Оттолкнувшись ягодицами от стола, Дирк выпрямился. Потом улыбнулся, и взгляд его медленно скользнул по ее фигуре сверху вниз.
– Ну что, теперь можно идти? – спросил он.
Руфь похолодела. Стало совершенно понятно, что примирения с ним не будет, что ей предстоит жестокая борьба.
– Да, Дирк, – ответила она. – Ты можешь идти.
Она поняла с неоспоримой ясностью, что от этого дрянного, испорченного мальчишки добра не жди и если в борьбе с ним она потерпит поражение, то он уничтожит и ее, и ее ребенка. И сразу страх сам собой куда-то испарился.
А Дирк, похоже, своим кошачьим инстинктом почувствовал в ней перемену. Ей на мгновение показалось, что в его глазах мелькнула искорка сомнения, неуверенности в себе, но он уже повернулся и ленивой походочкой вышел из кухни.
Руфь думала, что момент истины наступит довольно скоро, хотя и не сразу.
Каждый день они со Стормой совершали конные прогулки по плантациям – Руфь держала в руке повод ее лошадки. Их ожидало развлечение: в лабиринте дорог, вдоль и поперек рассекавших участки посадок, пользуясь неопределенными указаниями трудившихся там зулусов, как можно скорее отыскать Шона с Майклом, а найдя, угощать их кофе из термосов и бутербродами из корзинок. Все вчетвером спешивались и, усевшись под деревьями на мягкий ковер опавших листьев, устраивали пикничок.

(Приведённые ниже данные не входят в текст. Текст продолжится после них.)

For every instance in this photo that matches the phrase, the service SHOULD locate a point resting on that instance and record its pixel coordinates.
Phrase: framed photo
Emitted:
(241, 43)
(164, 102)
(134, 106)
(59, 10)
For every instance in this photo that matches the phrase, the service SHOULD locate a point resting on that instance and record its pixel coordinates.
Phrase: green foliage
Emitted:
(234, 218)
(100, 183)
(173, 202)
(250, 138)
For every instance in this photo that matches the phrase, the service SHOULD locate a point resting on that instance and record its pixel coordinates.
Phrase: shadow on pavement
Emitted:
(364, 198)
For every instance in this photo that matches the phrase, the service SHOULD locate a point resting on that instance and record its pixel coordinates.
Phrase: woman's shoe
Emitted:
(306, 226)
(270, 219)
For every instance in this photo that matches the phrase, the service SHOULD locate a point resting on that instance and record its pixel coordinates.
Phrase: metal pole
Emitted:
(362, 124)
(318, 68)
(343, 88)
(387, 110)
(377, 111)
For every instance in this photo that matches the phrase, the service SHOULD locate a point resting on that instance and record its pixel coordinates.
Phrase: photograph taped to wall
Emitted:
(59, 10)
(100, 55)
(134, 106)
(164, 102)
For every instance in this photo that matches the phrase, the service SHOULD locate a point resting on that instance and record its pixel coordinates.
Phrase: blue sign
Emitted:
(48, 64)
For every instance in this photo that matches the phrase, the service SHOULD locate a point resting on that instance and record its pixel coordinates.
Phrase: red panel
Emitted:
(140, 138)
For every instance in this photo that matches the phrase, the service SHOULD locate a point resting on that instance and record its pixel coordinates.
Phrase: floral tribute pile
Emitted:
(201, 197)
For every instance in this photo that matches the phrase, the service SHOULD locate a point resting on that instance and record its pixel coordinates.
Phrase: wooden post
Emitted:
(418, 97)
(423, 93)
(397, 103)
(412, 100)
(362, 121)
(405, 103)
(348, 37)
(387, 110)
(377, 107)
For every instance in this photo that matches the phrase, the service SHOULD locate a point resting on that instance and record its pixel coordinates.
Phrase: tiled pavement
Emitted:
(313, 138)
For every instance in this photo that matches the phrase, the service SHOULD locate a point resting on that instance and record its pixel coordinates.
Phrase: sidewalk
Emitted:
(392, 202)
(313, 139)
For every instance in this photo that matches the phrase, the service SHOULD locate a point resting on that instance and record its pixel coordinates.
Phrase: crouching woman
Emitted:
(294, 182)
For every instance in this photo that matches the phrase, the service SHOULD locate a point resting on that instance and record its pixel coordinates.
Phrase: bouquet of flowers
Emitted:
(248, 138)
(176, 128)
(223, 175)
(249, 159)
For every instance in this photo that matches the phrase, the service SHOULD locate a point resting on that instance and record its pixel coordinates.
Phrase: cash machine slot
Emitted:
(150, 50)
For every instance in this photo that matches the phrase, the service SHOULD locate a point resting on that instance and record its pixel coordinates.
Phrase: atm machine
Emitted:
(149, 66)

В тот день, надев платье для верховой езды, с корзинкой в руке, Руфь вышла из кухни во двор. Молоденькая нянька-зулуска сидела в тенечке у кухонной стенки, кокетничая с конюхом. Стормы нигде не было видно.
– Где мисс Сторма? – резко спросила Руфь.
– Куда-то пошла… с нкозизаной Дирком.
Руфь сразу почувствовала щемящее предчувствие беды:
– Куда они пошли?
Нянька неопределенно махнула рукой в сторону конюшен и дворовых построек, рассыпанных по склону холма.
– Идем со мной, – приказала Руфь.
Поставив корзинку и подхватив одной рукой юбки, она побежала. Вот и первый ряд стойл. На бегу заглядывая в каждое, она спешила дальше. Заглянула в помещение для хранения корма с большими бетонными закромами, где пахло смешанным запахом овса, кормовой патоки, рубленой люцерны, а также резким ароматом навоза и смазанными жиром кожами. Выскочив на солнце, она бросилась к амбарам.
И тут до ее слуха донесся испуганный визг Стормы, всего один, но такой тонкий и до боли ясный, что, казалось, в наступившей тишине воздух все еще дрожит от него.
«В упряжной, – догадалась Руфь и бросилась туда. – Господи, молю Тебя, только не это! Не допусти! Молю Тебя! Молю Тебя!»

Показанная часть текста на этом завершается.